- Born: 1967 (age 58–59) Glasgow, Scotland
- Education: Glasgow Caledonian University (HND)
- Occupation: Businesswoman
- Known for: CEO of BT Group
- Predecessor: Philip Jansen
- Children: 2

= Allison Kirkby =

British businesswoman

Allison Kirkby (born 1967) is a British businesswoman who has been the chief executive of BT Group since February 2024. She had earlier led the Swedish telecoms companies Tele2 and Telia, and the Danish company TDC.
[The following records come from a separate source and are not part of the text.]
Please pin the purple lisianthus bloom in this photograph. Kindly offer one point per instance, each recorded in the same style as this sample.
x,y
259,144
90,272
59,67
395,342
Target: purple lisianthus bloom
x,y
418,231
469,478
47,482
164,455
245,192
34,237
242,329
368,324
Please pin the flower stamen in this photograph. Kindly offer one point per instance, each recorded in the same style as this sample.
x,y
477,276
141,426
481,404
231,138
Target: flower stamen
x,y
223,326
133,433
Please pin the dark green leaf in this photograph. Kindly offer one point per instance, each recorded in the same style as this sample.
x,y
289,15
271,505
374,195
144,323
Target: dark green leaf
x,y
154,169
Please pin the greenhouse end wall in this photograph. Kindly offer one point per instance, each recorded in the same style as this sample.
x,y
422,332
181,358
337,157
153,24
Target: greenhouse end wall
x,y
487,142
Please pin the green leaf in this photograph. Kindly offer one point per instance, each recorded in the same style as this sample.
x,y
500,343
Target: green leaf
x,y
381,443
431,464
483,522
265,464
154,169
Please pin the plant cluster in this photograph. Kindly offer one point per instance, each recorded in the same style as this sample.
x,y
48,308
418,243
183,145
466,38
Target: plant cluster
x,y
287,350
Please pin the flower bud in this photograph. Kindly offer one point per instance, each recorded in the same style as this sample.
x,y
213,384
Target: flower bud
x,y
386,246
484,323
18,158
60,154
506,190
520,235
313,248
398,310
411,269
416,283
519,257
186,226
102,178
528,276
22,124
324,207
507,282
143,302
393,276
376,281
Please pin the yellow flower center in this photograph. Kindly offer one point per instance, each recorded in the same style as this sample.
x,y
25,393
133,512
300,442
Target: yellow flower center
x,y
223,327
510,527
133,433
==Early life and education==
Kirkby was born in Glasgow, Scotland in 1967, and grew up there. On leaving school, she worked as a trainee accountant in the Scotch whisky industry. She later earned a Higher National Diploma (HND) in accounting from Glasgow Caledonian University, and is a fellow of the Chartered Institute of Management Accountants (FCMA).

== Career ==
Kirkby qualified as a chartered management accountant in 1990 while working at Guinness. She worked at Procter & Gamble for 20 years before entering the telecoms industry with Virgin Media. She then led Tele2 and TDC Holding A/S from 2015 to 2020.

In 2019, she was appointed to the board of BT Group as a non-executive director. In 2020, Kirkby became chief executive of Telia Company, Sweden's largest telecoms provider of which 40% is owned by the state.

In August 2023, BT Group announced Kirkby's appointment as chief executive officer, to succeed Philip Jansen in February 2024 as the first woman to hold the position. As chief executive, Kirkby would be responsible for the £15 billion rollout of fibre broadband to 25 million homes by 2026 and the cutting of up to 55,000 jobs by 2030.

== Personal life ==
Kirkby is married with two children, a daughter and a son. She splits her time between homes in Stockholm, Sweden and Windsor, England.